For less than a decade now, the Sports Collectors Digest has listed a major variation within the 1990 Topps set. Just recently, it’s catalog price has jumped up near Frank Thomas NNOF range, funny, considering zero copies have ever come up for sale! In fact, only one or two copies have been confirmed to even exist. Rare right?

I’m talking about card number 454 Jeff King. Yeah, the former #1 overall pick of the Pittsburgh Pirates and later, Kansas City Royals fame. Jeff’s card can be found with a solid, yellow and black cardback, meaning the cardboard colored areas (bio, border design, etc) typical on the reverses of 1990 Topps are inked over in yellow. Below is the only-known pic out there (as of today!) and the only confirmed copy I know of, however, Bob Lemke of SCD stands by them having recieved more than one submitted to them while editor of the big book.

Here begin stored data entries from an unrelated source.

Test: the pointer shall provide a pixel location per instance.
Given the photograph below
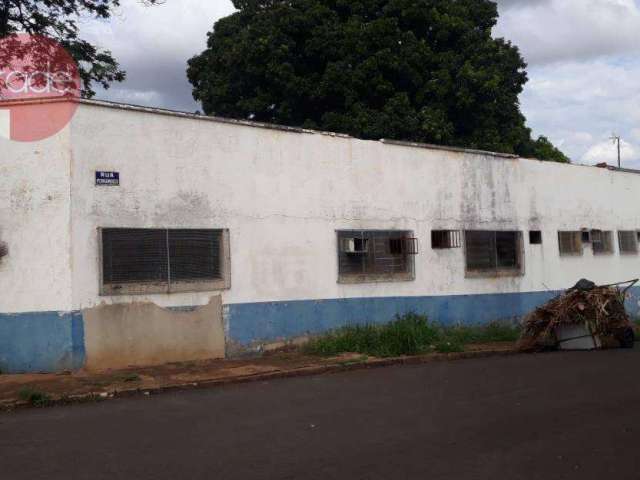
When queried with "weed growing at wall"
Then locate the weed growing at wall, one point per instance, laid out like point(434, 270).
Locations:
point(34, 397)
point(408, 335)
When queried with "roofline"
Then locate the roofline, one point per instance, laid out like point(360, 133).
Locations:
point(245, 123)
point(283, 128)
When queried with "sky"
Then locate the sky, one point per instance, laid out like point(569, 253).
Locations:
point(583, 57)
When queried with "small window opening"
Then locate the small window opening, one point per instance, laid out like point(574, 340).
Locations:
point(535, 237)
point(570, 243)
point(628, 242)
point(494, 253)
point(443, 239)
point(376, 255)
point(602, 242)
point(396, 246)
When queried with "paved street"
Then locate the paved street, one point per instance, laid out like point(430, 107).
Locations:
point(553, 416)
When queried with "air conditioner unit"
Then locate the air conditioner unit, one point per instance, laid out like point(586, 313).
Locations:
point(354, 245)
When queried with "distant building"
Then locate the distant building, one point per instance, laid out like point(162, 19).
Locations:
point(138, 236)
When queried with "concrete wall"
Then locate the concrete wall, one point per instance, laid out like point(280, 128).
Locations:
point(139, 334)
point(283, 195)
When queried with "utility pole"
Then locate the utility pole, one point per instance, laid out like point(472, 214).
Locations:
point(616, 139)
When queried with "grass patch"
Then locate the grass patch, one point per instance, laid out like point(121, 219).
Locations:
point(34, 397)
point(410, 334)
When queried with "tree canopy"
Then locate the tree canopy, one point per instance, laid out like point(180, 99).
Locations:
point(58, 20)
point(418, 70)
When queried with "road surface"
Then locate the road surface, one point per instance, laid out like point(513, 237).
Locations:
point(552, 416)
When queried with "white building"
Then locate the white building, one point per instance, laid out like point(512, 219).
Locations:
point(139, 236)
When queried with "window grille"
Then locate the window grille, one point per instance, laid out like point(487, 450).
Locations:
point(602, 242)
point(443, 239)
point(159, 260)
point(570, 243)
point(367, 253)
point(628, 241)
point(586, 236)
point(535, 237)
point(493, 252)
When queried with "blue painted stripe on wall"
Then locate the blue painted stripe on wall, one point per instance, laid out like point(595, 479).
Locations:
point(41, 342)
point(272, 321)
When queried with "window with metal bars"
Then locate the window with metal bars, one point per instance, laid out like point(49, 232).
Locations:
point(494, 253)
point(444, 239)
point(602, 242)
point(138, 261)
point(570, 243)
point(384, 255)
point(628, 241)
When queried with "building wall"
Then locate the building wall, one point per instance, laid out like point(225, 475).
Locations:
point(282, 195)
point(38, 328)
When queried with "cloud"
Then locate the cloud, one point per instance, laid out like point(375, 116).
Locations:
point(153, 45)
point(579, 104)
point(583, 56)
point(606, 151)
point(550, 31)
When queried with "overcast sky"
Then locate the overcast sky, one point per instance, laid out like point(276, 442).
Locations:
point(583, 55)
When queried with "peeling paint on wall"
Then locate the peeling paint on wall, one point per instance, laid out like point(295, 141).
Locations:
point(142, 334)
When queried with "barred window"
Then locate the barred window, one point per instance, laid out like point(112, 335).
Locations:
point(444, 239)
point(375, 255)
point(139, 261)
point(602, 242)
point(535, 237)
point(628, 241)
point(570, 243)
point(494, 253)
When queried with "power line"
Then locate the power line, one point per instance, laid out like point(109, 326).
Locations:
point(616, 139)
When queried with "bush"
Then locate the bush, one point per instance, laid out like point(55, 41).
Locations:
point(34, 397)
point(410, 334)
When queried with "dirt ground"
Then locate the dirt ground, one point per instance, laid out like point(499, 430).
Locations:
point(81, 385)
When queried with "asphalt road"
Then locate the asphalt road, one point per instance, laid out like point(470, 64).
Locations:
point(552, 416)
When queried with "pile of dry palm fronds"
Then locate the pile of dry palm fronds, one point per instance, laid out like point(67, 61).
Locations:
point(600, 309)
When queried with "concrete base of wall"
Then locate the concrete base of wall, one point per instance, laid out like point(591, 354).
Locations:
point(143, 334)
point(256, 327)
point(41, 342)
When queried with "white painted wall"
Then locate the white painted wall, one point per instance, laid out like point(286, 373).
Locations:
point(35, 222)
point(283, 195)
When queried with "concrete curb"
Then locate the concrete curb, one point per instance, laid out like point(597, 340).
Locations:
point(11, 405)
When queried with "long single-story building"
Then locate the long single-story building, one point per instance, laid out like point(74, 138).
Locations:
point(138, 236)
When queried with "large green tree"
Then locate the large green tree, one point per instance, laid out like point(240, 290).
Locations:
point(58, 20)
point(419, 70)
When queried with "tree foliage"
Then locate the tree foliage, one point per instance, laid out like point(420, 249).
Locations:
point(420, 70)
point(58, 20)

This card, rather it’s catalog-worthy status is irksome to say the least. Collectors, especially those with error and variation focused collections as well as the powers-that-be of the industry, Beckett and SCD, have long held the “rule” that most printing flaws, especially ink-run types, are not considered true variations. This rule of course, has it’s many, many exceptions (Frank Thomas NNOF or 1986 Topps Roger Clemens “Blue Streak” for fresh examples), which is frustrating enough because by cataloging these entries as variations, they become must-have for the completists out there. These books lend a lot of legitimacy to which variations they decide to recognize.